Tout en reconnaissant certains manquements dans le chef de l’architecte qui constitue une faute qui lui est reprochée, la Cour estime que ces manquements ne seraient pas suffisamment graves au point d’avoir privé le contrat d’architecture de son but ou de son utilité économique pour le maître de l’ouvrage.

En l’occurrence le maître de l’ouvrage n’établit pas que « le projet n’avait aucune chance d’aboutir mais que des discussions postérieures à l’avis négatif n’auraient pu permettre, moyennant certaines adaptations du projet dans un sens leur assurant satisfaction, l’obtention d’un permis ».

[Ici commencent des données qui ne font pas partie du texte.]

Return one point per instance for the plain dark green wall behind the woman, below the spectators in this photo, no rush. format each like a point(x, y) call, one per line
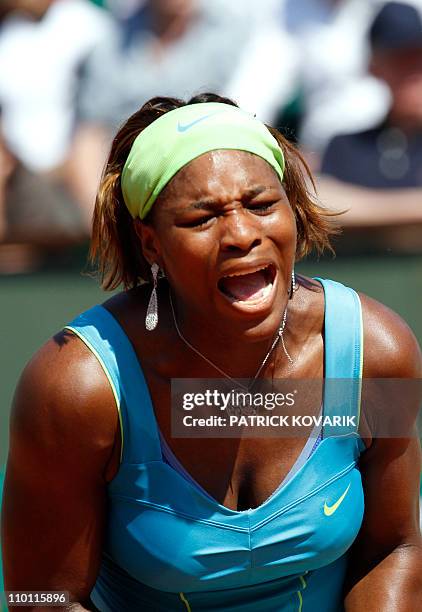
point(35, 306)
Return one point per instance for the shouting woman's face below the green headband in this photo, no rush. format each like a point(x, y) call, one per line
point(225, 235)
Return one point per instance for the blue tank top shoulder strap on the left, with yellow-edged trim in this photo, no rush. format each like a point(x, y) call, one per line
point(104, 336)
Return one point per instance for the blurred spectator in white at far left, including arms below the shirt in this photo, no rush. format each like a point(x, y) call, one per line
point(42, 46)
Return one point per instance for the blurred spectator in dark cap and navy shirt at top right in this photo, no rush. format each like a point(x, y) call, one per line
point(379, 217)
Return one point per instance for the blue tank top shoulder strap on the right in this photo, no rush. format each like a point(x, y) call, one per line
point(343, 361)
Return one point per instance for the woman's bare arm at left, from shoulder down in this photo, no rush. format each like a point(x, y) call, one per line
point(62, 432)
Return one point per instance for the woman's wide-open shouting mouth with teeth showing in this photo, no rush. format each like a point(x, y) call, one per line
point(250, 287)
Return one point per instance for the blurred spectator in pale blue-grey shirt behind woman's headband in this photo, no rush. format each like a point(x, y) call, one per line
point(166, 47)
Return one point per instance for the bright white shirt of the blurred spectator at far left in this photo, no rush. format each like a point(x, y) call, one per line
point(42, 46)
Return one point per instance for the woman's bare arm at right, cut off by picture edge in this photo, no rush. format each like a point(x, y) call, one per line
point(385, 572)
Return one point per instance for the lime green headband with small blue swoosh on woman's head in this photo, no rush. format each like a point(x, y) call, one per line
point(181, 135)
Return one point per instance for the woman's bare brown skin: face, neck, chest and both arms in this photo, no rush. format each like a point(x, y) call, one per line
point(224, 211)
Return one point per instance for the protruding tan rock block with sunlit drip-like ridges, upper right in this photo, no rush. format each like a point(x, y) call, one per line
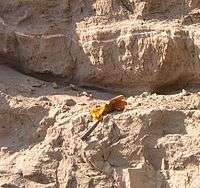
point(151, 58)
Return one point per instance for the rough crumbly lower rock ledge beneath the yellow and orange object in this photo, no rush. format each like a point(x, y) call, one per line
point(154, 142)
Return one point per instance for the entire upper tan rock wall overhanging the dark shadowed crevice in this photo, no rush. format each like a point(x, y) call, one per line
point(104, 42)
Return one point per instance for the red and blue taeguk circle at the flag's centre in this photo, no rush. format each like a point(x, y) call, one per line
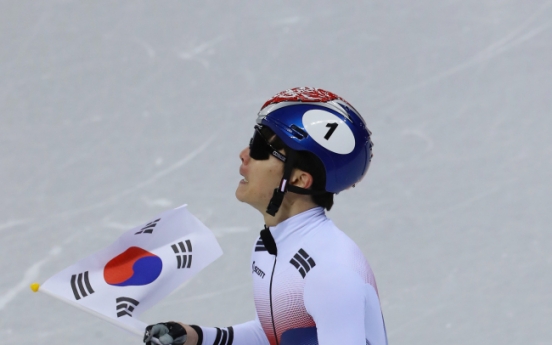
point(133, 267)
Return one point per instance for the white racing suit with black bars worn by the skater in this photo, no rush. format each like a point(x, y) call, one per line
point(317, 289)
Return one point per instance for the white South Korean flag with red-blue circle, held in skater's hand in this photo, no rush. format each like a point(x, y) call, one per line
point(144, 265)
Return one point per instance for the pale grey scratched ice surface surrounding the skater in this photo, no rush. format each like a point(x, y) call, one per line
point(114, 111)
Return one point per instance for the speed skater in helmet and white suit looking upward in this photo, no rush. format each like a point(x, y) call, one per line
point(312, 284)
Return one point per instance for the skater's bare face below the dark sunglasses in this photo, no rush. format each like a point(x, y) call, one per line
point(260, 178)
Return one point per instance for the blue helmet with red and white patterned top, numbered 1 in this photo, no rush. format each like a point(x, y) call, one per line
point(320, 122)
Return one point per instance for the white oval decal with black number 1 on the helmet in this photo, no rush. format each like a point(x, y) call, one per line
point(329, 131)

En conséquence la Cour estime qu’il n’y a pas lieu de prononcer la résolution du contrat aux torts de l’architecte, ni de le condamner à rembourser les montants perçus.

La Cour écarte également la faute grave concernant les autres griefs formulés par le maître de l’ouvrage.

L’architecte réclamait un solde d’honoraires et une indemnité de résiliation.

En ce qui concerne celle-ci la Cour constate que l’architecte se fondait sur l’article 1794 du Code civil.

A cet égard la Cour confirme que « il est largement admis que cette disposition s’applique aux contrats d’architecture et que cette indemnité « ne concerne que le bénéfice manqué » ou « lucrum cessans » : il s’agit de la partie des honoraires pour le travail non livré que l’architecte aurait conservé, déduction faite de tous les frais et charges ».

La Cour rappelle que la charge de la preuve de ce manque à gagner incombe à l’architecte et ajoute « la Cour estime compte tenu de l’absence de pièces produites par Monsieur X permettant de déterminer ses frais et charges, que ce dommage peut être fixé ex aequo et bono à 30% du solde des honoraires auxquels il aurait eu droit, à savoir … ».

Cette décision est intéressante puisqu’elle confirme l’application de l’article 1794 du Code civil à l’architecte et que, sans autre élément de preuve concernant le dommage subi par ce dernier suite à la résiliation de la convention, ce dommage peut être fixé à 30% du solde des honoraires auxquels il aurait eu droit.

Ceci confirme donc bien qu’en l’absence de clause contractuelle concernant l’indemnité de résiliation l’architecte pourra, le cas échéant, demander l’application de l’article 1794 du Code civil pour autant, bien entendu, qu’il ait droit à une telle indemnité.

Dans ce cas il devra démontrer la nature et l’importance du dommage qu’il a subi suite à la résiliation anticipée de son contrat à condition que celle-ci ne lui soit pas imputable.

A défaut de rapporter une telle preuve l’architecte pourra solliciter l’application d’un taux forfaitaire s’appliquant aux honoraires promérités pour la partie de la mission non accomplie.

Le Tribunal fixera ce taux en prenant en considération tous les éléments de la cause qui lui est soumise.